Winkler Prins

Anthony Winkler Prins (1870)

Gepubliceerd op 11-01-2018

Aristarchus

betekenis & definitie

Wij vermelden twee personen van dien naam, te weten:

Aristarchus van Samos, een van de meestberoemde sterrekundigen der Oudheid. Deze leefde omstreeks het jaar 262 vóór Chr. en werd door den stoïcijn Cleanthes wegens ongodsdienstigheid aangeklaagd, dewijl hij met de volgelingen van Pythagoras beweerde, dat de aarde zich om de stilstaande zon en om hare eigene as beweegt.

Die aanklagt schijnt evenwel op een misverstand te berusten, daar Aristarchus in zijn bewaard gebleven geschrift “Over de grootte en den afstand van zon en maan” (uitgegeven door Wallis te Oxford 1688) de aarde in het midden plaatst tusschen de zon en de maan. Volgens hem is de zon minder dan 20- en meer dan 18-maal zoo ver van ons verwijderd dan de maan, zoodat zij 6918-maal zoo groot is als deze. Hij wordt ook voor den uitvinder gehouden van onderscheidene sterrekundige werktuigen. Het boek over het wereldstelsel, dat aan hem wordt toegeschreven, is onecht. Eene groote vlek op de maan is naar hem genoemd.

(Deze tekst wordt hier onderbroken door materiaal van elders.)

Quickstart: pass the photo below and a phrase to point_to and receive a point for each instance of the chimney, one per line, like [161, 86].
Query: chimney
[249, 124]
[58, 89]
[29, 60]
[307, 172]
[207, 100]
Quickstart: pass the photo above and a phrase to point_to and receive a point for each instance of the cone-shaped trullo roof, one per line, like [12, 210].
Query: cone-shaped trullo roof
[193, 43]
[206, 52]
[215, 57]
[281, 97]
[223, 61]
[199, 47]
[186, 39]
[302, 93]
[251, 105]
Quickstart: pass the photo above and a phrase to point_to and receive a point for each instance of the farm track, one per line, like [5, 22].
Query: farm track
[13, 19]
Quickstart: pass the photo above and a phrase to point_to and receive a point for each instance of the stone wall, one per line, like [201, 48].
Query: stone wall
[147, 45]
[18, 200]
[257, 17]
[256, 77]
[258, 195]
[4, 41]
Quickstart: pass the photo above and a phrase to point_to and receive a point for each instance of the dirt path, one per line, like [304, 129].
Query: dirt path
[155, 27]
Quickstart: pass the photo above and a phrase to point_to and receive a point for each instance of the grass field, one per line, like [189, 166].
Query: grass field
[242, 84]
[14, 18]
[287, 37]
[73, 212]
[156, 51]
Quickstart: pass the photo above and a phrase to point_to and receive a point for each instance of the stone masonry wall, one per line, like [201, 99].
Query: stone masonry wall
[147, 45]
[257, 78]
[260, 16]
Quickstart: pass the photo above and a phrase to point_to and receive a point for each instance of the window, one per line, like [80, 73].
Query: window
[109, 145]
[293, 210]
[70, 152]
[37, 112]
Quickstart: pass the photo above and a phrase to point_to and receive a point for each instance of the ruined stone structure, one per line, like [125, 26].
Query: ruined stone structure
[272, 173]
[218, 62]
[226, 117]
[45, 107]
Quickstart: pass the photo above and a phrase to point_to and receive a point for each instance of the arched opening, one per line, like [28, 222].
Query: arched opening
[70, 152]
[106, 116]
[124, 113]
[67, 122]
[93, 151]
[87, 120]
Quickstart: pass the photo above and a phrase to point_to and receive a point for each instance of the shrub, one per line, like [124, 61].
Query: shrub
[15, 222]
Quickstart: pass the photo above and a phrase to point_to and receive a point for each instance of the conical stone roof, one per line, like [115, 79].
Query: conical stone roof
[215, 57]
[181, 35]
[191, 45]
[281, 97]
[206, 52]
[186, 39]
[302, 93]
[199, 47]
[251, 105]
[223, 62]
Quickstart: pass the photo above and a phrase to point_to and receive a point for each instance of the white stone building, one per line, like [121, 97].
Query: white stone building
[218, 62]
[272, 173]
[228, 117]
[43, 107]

Aristarchus van Samothrace, een beroemd criticus der Oudheid, de schepper der spraakkunst en de stichter der critischgrammatische school. Hij was te Alexandria een kweekeling van Aristophanes van Byzantium, en de leermeester van Ptolemaeus V Epiphanes en van Ptolemaeus Physcon. Onder de dwingelandij van laatstgenoemde verliet hij Egypte en begaf zich naar Cyprus, waar hij, volgens veler gevoelen, op 72-jarigen ouderdom zijn leven door middel van den hongerdood geëindigd heeft. Vooral heeft hij zich groote verdiensten verworven door zijne critische behandeling der gedichten van Homérus. Hij heeft het eerst de Ilias en de Odyssée in 24 boeken verdeeld en den tekst gezuiverd. Deze uitgave baarde reeds in de dagen der Oudheid groot opzien en is de grondslag geworden van alle volgende. Ook de opmerkingen, door hem bij den tekst gevoegd, zijn van groot belang. Hij geeft daarin zoowel woordverklaringen als inlichtingen over fabelleer en aardrijkskunde, alsmede over de waarde, de behandeling en de strekking van het geheel. Ook vele andere dichtwerken der Oudheid - die van Pindarus, Archilochus, Aeschylus, Sophocles, Aristophanes en Jon - zijn op die wijze door hem nagezien. Volgens Suidas heeft hij 800 commentaren en een aantal taalkundige boeken geschreven. Daarvan zijn slechts fragmenten bewaard gebleven. Ook nu nog is men gewoon, een gestrengen criticus met den naam van een “Aristarch” te bestempelen.